You can wait for the newly created Apache Kafka instance to be ready with
avn service wait $KAFKA_SERVICE_NAME --project $PROJECT_NAME
For a more detailed description of services and required credentials, check the blog post
The demo app produces pizza data, however is very simple to change the dataset produced to anything else. The code is based on Faker, an Open Source Python library to generate fake data.

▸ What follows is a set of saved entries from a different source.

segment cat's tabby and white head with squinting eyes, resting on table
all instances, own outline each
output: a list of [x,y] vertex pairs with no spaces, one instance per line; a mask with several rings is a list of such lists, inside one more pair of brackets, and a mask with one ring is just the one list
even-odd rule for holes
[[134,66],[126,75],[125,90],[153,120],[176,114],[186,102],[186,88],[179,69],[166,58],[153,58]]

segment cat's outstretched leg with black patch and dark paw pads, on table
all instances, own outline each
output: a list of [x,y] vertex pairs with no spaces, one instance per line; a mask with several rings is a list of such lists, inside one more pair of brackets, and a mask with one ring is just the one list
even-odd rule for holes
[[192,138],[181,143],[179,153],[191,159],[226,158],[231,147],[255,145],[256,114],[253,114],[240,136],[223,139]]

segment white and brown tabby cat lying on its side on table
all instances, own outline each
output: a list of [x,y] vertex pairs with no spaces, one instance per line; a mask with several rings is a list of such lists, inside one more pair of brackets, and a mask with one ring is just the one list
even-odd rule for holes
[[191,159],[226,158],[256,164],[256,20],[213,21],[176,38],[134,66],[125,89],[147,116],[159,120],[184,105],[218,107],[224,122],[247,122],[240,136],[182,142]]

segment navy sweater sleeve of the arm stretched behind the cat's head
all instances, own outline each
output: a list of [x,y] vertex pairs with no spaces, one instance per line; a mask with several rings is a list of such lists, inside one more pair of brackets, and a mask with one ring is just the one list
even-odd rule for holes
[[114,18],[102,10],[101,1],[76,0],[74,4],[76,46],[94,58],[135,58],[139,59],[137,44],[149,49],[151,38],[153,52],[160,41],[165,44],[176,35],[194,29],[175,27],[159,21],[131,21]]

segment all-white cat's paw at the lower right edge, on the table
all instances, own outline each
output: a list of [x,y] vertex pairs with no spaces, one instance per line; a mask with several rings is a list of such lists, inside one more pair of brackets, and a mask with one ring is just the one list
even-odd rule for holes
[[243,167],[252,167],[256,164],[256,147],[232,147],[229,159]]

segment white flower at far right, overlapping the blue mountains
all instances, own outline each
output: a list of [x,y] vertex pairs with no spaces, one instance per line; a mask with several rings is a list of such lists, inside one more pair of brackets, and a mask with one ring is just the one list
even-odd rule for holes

To modify the data generated, change the produce_pizza_order
function within the main.py
file. The output of the function should be two python dictionaries, containing the event key
and message
def produce_pizza_order (ordercount = 1):
message = {
'name': fake.unique.name(),
'phoneNumber': fake.phone_number(),
'address': fake.address()
}
key = {'order' = ordercount}
return message, key
To customise your dataset, you can check Faker's providers in the related doc
Edit:
Now with the subject
parameter you can start generating:
- fake
advancedmetric
data, for100000
different hostname each having30
different CPUs
Sending: {'hostname': 'hostname30692', 'cpu': 'cpu9', 'usage': 76.83123942281046, 'occurred_at': 1675064924126}
Sending: {'hostname': 'hostname49005', 'cpu': 'cpu4', 'usage': 76.29121084860914, 'occurred_at': 1675064924126}
Sending: {'hostname': 'hostname65485', 'cpu': 'cpu23', 'usage': 98.6179112244911, 'occurred_at': 1675064924126}
Sending: {'hostname': 'hostname58818', 'cpu': 'cpu15', 'usage': 87.8367169647086, 'occurred_at': 1675064924126}
- fake
metric
data
{'hostname': 'grumpy', 'cpu': 'cpu4', 'usage': 85.2992318980445, 'occurred_at': 1634221377266}
{'hostname': 'sleepy', 'cpu': 'cpu1', 'usage': 97.83137121091504, 'occurred_at': 1634221378192}
{'hostname': 'sneezy', 'cpu': 'cpu3', 'usage': 85.36598989372837, 'occurred_at': 1634221378395}
{'hostname': 'happy', 'cpu': 'cpu4', 'usage': 81.10449127622482, 'occurred_at': 1634221378800}
{'hostname': 'dopey', 'cpu': 'cpu2', 'usage': 84.98778951073432, 'occurred_at': 1634221379306}
- fake
userbehaviour
data
{'user_id': 8, 'item_id': 25, 'behavior': 'buy', 'view_id': None, 'group_name': 'A', 'occurred_at': '2021-10-14 16:24:57'}
{'user_id': 6, 'item_id': 28, 'behavior': 'buy', 'view_id': None, 'group_name': 'B', 'occurred_at': '2021-10-14 16:24:51'}
{'user_id': 6, 'item_id': 23, 'behavior': 'cart', 'view_id': None, 'group_name': 'B', 'occurred_at': '2021-10-14 16:24:56'}
{'user_id': 9, 'item_id': 26, 'behavior': 'buy', 'view_id': None, 'group_name': 'A', 'occurred_at': '2021-10-14 16:24:52'}
{'user_id': 1, 'item_id': 23, 'behavior': 'buy', 'view_id': None, 'group_name': 'B', 'occurred_at': '2021-10-14 16:24:56'}
- fake
stock
data
{'stock_name': 'Pita Pan', 'stock_value': 11.311429500055635, 'timestamp': 1634221435718}
{'stock_name': 'Deja Brew', 'stock_value': 9.956550461386884, 'timestamp': 1634221435877}
{'stock_name': 'Thai Tanic', 'stock_value': 27.227119819515632, 'timestamp': 1634221436180}
{'stock_name': 'Lawn & Order', 'stock_value': 20.625166423466904, 'timestamp': 1634221436285}
{'stock_name': 'Indiana Jeans', 'stock_value': 24.598295127977412, 'timestamp': 1634221436491}
- real
realstock
data (based on yahoo finance apis)
{'stock_name': 'DOGE-USD', 'stock_value': 0.23705412447452545, 'timestamp': 1634221555719}
{'stock_name': 'DOGE-USD', 'stock_value': 0.23705412447452545, 'timestamp': 1634221556098}
{'stock_name': 'ETH-USD', 'stock_value': 3787.759521484375, 'timestamp': 1634221557011}
{'stock_name': 'ETH-USD', 'stock_value': 3787.759521484375, 'timestamp': 1634221557493}
{'stock_name': 'ADA-USD', 'stock_value': 2.2166504859924316, 'timestamp': 1634221557971}
Apache Kafka is either a registered trademark or trademark of the Apache Software Foundation in the United States and/or other countries. Aiven has no affiliation with and is not endorsed by The Apache Software Foundation.